Sciences Humaines : La décision, pour vous, ne serait pas un produit du raisonnement mais découlerait de l'action. Qu'est-ce qui vous a amené à tenir ce raisonnement ?
Alain Berthoz : Depuis une dizaine d'années, des découvertes scientifiques montrent à quel point certaines parties du cerveau (comme le cortex préfrontal, qui élabore les réflexions et d'autres aspects complexes de la pensée comme les opérations mentales sur l'espace ou le calcul) sont influencées par des zones cérébrales (le système limbique) impliquées dans l'émotion. De plus, le système limbique est impliqué non seulement dans l'émotion - par exemple, la peur de la vipère - mais aussi dans l'attribution de valeurs. La prise de décision résulte en fait d'une convergence des actions des zones du cortex préfrontal qui élabore les arguments « raisonnables », et du système limbique des émotions (dont les centres supérieurs sont aussi dans le cortex préfrontal).

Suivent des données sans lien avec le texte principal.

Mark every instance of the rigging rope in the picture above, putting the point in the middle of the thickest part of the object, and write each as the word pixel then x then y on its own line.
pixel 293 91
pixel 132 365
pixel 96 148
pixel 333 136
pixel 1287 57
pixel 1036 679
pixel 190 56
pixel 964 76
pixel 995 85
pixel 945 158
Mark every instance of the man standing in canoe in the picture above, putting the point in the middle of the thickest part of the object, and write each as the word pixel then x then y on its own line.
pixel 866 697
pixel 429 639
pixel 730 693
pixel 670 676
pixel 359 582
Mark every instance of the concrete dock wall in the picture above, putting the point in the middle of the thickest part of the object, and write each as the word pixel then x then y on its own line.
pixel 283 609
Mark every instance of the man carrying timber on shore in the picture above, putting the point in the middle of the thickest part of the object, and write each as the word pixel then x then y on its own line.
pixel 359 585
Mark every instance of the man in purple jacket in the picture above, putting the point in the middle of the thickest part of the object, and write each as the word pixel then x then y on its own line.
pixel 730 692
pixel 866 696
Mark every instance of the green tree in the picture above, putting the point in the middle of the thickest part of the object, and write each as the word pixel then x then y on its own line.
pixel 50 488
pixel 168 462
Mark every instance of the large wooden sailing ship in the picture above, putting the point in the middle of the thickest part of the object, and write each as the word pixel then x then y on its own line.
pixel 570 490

Jusqu'à une période récente, ces relations entre l'émotion et la raison étaient largement sous-estimées. De plus, le système limbique est profondément ancré dans le corps, dans l'action. La nouvelle perspective, en grande partie promue depuis quelques années par le neurologue Antonio Damasio, mais aussi par de nombreux neurophysiologistes, considère que le cerveau qui élabore des perceptions sur le monde fonctionne à partir de l'action qu'on envisage. On a longtemps pensé que l'action était la conséquence des perceptions. En fait, nous percevons et évaluons le monde en fonction des intentions que nous avons, des actions que nous voulons mener. Faust a d'abord dit : « Au début était le verbe. » Puis il s'est repris : « Au début était la force. » Il affirma finalement : « Au début était l'acte. » Le cerveau est un simulateur d'action, un émulateur de réalité. C'est ce que j'ai soutenu dans mon livre Le Sens du mouvement (Odile Jacob, 1997).